Tate reached out to touch Giselle's shoulder, and encountered something hard and flat instead. She looked at her hand. Looked at the reflection of her hand, followed the pale arm to the shoulder, the clavicle to the face. Her face, but for the black pits in place of eyes, was Tate's. "You're so kind," said Tatiana mockingly, her lips curling into a smirk. "That wasn't Giselle, that was my own sick head. Why would Giselle ever envy me? She's so pretty. Soooo feminine. When she looks at me all jealous--I mean, if she ever did--man, that drives me wild."

Tatiana, the not-Tate, laughed as she stepped over the frame of the mirror. "She knows. Without me, goddamn! How worthless is she? We're the dream team." She walked towards the desk, throwing her arms out wide and then slamming her hands into Tate's desk. It fractured, splinters of pressurized wood flying an unrealistic distance, whipping through the air. "I can't win. I'm worthless without her! Didn't I already prove it? When she died? Didn't I give up? Didn't I die, too?" The black-eyed version of herself whipped around, and without moving she stood before her mirror-counterpart, seized Tate by her arms and grinned a death's rictus grin of desperation. She leaned in, slowly, rested her chin on Tate's shoulder. "I'm pathetic," she whispered, her lips inches from Tate's ear. "And she's not... That's why she's my friend. I'll never let her go. Never, never, never."

Finally Tate could move, and she shoved the counterpart away. Her breath came shallow and fast as she stared at the crumpled figure. She wanted the monster gone. She wanted this terrible version of herself to leave--to die--to return to the mirror. "When the time comes," said the mirror-Tatiana, "I'll be the one alive. You'll be dead. I'll kill you." She was picking herself up, jerkily, like a nightmare figure from a horror movie. "I'll be the one standing. Two hits! I hit you, you hit the ground. Or rather..."

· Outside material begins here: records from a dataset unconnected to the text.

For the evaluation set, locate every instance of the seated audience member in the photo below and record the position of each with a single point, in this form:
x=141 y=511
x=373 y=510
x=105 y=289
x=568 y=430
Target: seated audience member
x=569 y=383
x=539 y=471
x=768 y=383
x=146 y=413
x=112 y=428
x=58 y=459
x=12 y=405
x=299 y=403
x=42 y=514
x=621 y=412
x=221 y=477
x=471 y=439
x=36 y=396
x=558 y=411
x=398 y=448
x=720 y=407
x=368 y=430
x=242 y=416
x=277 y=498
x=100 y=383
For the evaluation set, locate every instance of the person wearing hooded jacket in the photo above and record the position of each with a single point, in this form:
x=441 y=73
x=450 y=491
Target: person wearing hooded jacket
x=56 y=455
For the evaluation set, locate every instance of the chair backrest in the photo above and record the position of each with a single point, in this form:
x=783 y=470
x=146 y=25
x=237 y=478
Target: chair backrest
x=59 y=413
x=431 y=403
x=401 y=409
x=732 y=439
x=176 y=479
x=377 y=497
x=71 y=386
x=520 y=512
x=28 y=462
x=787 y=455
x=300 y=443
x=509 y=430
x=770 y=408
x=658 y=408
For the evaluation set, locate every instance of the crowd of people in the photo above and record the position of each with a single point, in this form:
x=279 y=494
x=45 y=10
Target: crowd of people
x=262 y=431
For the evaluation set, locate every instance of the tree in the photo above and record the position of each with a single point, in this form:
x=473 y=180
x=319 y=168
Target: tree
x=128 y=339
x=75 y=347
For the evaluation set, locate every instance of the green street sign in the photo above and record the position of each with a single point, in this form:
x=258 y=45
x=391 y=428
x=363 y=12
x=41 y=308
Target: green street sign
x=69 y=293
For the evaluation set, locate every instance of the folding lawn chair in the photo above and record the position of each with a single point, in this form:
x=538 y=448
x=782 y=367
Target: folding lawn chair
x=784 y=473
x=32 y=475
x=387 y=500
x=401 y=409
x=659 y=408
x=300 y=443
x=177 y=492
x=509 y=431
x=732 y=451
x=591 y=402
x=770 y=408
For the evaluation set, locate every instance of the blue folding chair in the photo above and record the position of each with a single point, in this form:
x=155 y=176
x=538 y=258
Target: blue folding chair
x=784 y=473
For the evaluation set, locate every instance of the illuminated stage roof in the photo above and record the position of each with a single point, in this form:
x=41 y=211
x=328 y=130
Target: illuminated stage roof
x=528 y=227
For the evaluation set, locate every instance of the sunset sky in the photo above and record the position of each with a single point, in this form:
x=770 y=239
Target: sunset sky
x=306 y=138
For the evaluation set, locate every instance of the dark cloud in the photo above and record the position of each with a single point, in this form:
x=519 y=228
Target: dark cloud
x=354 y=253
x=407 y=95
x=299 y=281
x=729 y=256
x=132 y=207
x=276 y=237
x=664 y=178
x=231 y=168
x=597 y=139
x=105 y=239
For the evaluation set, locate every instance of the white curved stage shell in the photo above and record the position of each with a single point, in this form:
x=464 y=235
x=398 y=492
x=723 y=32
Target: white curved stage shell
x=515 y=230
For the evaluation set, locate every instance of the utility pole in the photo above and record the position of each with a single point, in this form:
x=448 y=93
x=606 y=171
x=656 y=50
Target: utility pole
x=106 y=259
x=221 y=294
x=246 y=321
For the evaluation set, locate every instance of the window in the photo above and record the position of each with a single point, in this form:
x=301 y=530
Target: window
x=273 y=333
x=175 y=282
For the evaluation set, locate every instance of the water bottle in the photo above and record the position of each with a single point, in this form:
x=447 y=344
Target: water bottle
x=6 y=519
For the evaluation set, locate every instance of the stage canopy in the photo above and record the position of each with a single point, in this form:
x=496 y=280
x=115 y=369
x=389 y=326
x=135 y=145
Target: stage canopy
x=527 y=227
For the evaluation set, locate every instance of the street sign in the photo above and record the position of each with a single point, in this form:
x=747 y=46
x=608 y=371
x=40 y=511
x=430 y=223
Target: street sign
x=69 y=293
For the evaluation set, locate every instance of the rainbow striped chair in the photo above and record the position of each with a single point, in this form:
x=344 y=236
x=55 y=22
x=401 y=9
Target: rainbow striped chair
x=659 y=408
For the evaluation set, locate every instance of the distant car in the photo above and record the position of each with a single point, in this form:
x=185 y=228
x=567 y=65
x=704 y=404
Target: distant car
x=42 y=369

The black pits had alighted upon the gun Giselle had dropped to the floor. Tate looked too, but too late, because mirror-Tatiana was already there, hand wrapping around the grip. Then, smiling, she knelt across from Tate. She popped out the cartridge, slotted it back in. "You don't mind, do you? This way, you'll never have to worry about her again. And she won't even notice you're gone! Oh, it's so perfect..." Casually, she lashed out, and Tate buckled, arms wrapping around her stomach. The cold muzzle of the gun pressed into the top of her head, a square with rounded edges pressing, keeping her face in the stainless white carpet.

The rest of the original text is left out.